Oak Leaves as Young Musicians
Frosted-glass window lit orange.
She cracks it open — oak leaves,
wind tossing them recklessly, a reminder
of the time to come:
dispersing, scattering, succumbing.
For now, the leaves lean languorously
up against and over top of one another, front to back, front to back, checking
what the others are doing.
A high school orchestra chatting
as they tune their flutes, their horns,
their violas and violins.
They will do this, with one another,
until a baton’s tapping becomes insistent,
sounding from the curved, metal corner
of a conductor’s podium.

It is when they leave that it happens:
standing at your kitchen sink, rinsing a mug with dried coffee rings
in its bottom — you don’t drink coffee, but keep instant for guests.
It is silence re-forming behind, in front, and to either side
of you, which you somewhat mitigate by switching on the radio.

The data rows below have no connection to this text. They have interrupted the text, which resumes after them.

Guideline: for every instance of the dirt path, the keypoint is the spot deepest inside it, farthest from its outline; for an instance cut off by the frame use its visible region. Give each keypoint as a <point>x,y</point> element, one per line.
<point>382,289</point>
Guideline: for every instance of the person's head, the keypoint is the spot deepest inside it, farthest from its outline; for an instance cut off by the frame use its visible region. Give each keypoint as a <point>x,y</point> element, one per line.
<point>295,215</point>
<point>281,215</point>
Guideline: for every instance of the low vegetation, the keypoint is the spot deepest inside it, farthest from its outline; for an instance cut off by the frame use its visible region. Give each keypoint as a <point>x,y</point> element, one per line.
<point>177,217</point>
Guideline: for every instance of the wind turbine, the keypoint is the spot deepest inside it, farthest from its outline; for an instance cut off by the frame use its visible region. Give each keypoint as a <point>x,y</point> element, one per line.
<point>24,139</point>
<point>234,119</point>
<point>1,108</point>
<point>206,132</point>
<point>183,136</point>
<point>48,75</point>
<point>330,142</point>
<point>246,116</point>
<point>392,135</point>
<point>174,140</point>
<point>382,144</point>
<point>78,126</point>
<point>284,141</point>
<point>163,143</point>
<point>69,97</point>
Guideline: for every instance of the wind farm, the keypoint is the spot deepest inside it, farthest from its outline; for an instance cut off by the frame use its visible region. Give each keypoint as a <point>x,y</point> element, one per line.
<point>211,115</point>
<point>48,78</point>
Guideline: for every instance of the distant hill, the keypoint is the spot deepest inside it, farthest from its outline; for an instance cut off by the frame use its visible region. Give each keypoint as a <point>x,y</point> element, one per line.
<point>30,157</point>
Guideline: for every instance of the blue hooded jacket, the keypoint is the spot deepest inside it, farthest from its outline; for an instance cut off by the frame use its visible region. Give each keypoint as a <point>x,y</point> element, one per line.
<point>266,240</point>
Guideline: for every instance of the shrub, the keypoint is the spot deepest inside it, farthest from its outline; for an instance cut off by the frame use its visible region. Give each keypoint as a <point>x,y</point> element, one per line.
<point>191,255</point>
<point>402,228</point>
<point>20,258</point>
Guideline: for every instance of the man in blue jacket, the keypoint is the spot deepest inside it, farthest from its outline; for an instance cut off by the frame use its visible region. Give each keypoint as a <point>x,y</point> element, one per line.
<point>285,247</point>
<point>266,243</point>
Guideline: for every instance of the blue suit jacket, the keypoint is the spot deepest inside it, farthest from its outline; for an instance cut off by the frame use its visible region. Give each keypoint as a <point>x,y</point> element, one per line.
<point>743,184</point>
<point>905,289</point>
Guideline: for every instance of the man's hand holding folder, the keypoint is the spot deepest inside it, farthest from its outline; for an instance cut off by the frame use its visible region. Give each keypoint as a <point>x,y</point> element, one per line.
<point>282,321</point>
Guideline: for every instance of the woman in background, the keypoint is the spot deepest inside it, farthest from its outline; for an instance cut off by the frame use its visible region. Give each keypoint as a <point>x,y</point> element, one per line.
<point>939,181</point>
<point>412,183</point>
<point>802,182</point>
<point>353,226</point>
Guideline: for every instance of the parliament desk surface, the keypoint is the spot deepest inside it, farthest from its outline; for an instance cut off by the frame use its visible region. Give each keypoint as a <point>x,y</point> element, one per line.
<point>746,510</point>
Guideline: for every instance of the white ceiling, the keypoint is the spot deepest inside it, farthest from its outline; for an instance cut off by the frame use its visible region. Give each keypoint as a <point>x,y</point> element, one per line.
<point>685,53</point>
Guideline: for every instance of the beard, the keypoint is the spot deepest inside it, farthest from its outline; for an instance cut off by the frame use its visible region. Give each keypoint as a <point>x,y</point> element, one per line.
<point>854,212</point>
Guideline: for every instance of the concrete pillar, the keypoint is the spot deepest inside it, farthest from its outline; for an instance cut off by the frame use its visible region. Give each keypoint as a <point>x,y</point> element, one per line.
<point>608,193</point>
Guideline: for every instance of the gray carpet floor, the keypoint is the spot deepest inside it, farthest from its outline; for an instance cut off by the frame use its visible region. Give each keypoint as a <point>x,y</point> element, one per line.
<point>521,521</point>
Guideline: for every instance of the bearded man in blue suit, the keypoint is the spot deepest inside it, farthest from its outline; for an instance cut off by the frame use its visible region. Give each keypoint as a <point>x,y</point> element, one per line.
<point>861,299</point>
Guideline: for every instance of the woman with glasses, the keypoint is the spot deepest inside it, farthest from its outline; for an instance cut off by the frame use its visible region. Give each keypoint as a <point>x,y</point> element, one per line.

It is that, but it is also knowing that this wish not to be alone in your own home
will evaporate a week from now,
when returning a phone call will become something
you push away to honor your quiet,
all the while unconvinced
a longing evaporated means
you have learned the lesson
it wants so urgently to teach you.

Ashley Mabbitt studied poetry at Binghamton University, and now lives in Brooklyn, NY, where she works as as Director of International Rights for a large non-fiction publisher.  Her poetry has appeared in the Ekphrastic Review and South Florida Poetry Journal.